Some recent games

Coup de Main, Tuesdays.

I'm getting burnt out on big groups. Also, I think I need more visual stimulation while I play; ideally I'll be using video chat for most games in the future.

The Bloody-Handed Name of Bronze, take 1 

Bloody-Handed Name of Bronze, Codex Edition cover

A cool game about bronze-age swords and sorcery heroes; buy it here

Jay and Simon. Not very good play. A failing of dramatic coordination. We created a situation, in which all the characters were present, but failed to involve them in an interesting way. I had some pretty good takeaways for future games, though.

When you're playing, you should always give a name to every single entity that acts in a scene, and you should be expansive about your sense of "acts". Feel free to switch around who plays what entity. 

The Lover of Jet and Gold (name of bronze take 2, 2 sessions)

TBHNoB started life as three pamphlets: The Lover of Jet and Gold, about Namedealers, Heart of Bronze, about Fated Heroes, and Name of Bronze, giving clarification and some rules tweaks to the pamphlets. While the full game has more interesting parts, it's also well over 200 pages. The pamphlets are compact and eminently usable, triumphs of focused game design. I decided to play the pamphlets.

We only played with the Namedealer, restricting rules to Lover of Jet and Gold (plus the patch from Name of Bronze). The Namedealer is the more interesting role anyway.

Other players: Paul, Dave, and Kyra. I knew Paul from the Finnish RPG Theory discord, and I had played a session of T&T with Paul and Dave. I didn't know Kyra. 

Really good. In the hands of skilled players, who drive towards themes, play is effortless and joyful. Every procedure is tight and impactful. I wanted to roll, couldn't wait to see what I would have to give up.

In our game we gave names to a mountain, the noonday sun, an oasis, a house, the moon, and a lost fragment of song. We played through a negotiation with the mountain, defending the oasis from a fiery god-monster, and asking my character's girlfriend's father for her hand in marriage.

In the second session things got a little more phantasmagoric; we've birthed an undying fire and journeyed to the edge of the world to find and kill the sun.

The game gives no rules for pacing. Our play has mostly moved the characters away from each other and piled up more and bigger complications. I guess part of player skill for this game (and many others) is knowing when to stop pushing complications and driving characters apart, when to start wrapping things up. 

Shock "What is a Roleplaying Game?"

Abby, a coworker, asked me to introduce her to roleplaying. We talked about the kind of fiction she wants to create; she's explicitly interested in creating stories with themes. No interest in competition. She likes sci-fi so I suggested Shock. We gathered up two other coworkers, Indigo (with whom I played Zombie Cinema) and Gene, both of whom had some experience in roleplay. For some reason Indigo invited Josh, another coworker, at the last minute, and didn't inform me until we actually met up. Josh had no experience roleplaying.

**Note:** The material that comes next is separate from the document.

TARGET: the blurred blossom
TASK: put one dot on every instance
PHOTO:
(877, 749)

Absolute disaster. Indigo and Gene of the players realized they didn't want to play a game about politics so I had to either end the social engagement or quickly pivot to something else. I chose What is a Roleplaying Game? since it was free, had short, easy rules and required no prep.

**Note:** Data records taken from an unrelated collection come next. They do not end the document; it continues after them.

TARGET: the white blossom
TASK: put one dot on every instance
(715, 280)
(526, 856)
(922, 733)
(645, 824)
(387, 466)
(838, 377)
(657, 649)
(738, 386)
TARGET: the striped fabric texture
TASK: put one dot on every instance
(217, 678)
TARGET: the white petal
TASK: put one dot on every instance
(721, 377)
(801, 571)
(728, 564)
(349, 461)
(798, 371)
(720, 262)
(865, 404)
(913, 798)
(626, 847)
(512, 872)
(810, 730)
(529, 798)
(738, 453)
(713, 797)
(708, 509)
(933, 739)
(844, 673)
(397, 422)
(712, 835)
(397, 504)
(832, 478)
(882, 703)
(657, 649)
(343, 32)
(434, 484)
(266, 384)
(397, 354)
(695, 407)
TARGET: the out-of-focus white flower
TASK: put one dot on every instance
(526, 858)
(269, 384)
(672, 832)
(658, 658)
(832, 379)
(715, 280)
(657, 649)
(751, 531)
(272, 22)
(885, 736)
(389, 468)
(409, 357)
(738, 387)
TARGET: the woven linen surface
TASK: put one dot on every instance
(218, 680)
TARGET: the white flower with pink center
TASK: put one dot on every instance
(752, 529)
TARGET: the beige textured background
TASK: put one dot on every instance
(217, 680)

Play was practically nonexistent; I had to drag Indigo and Gene back to the situation at hand, actively request them to use their authorities, and still I got bupkis. They were more interested in commenting on the situation than creating fiction, and when they did actually play, they usually deprotagonized themselves and other players.

It was a relief to be done.

I won't play with Indigo and Gene again. Josh on the other hand pleasantly surprised me. He understood the task at hand, as it were.

I drove Abby home. Happily we were both on the same page, that play was really bad, that it didn't have to be bad, and that it was bad because of specific disruptions. We'll try to set something up for the future.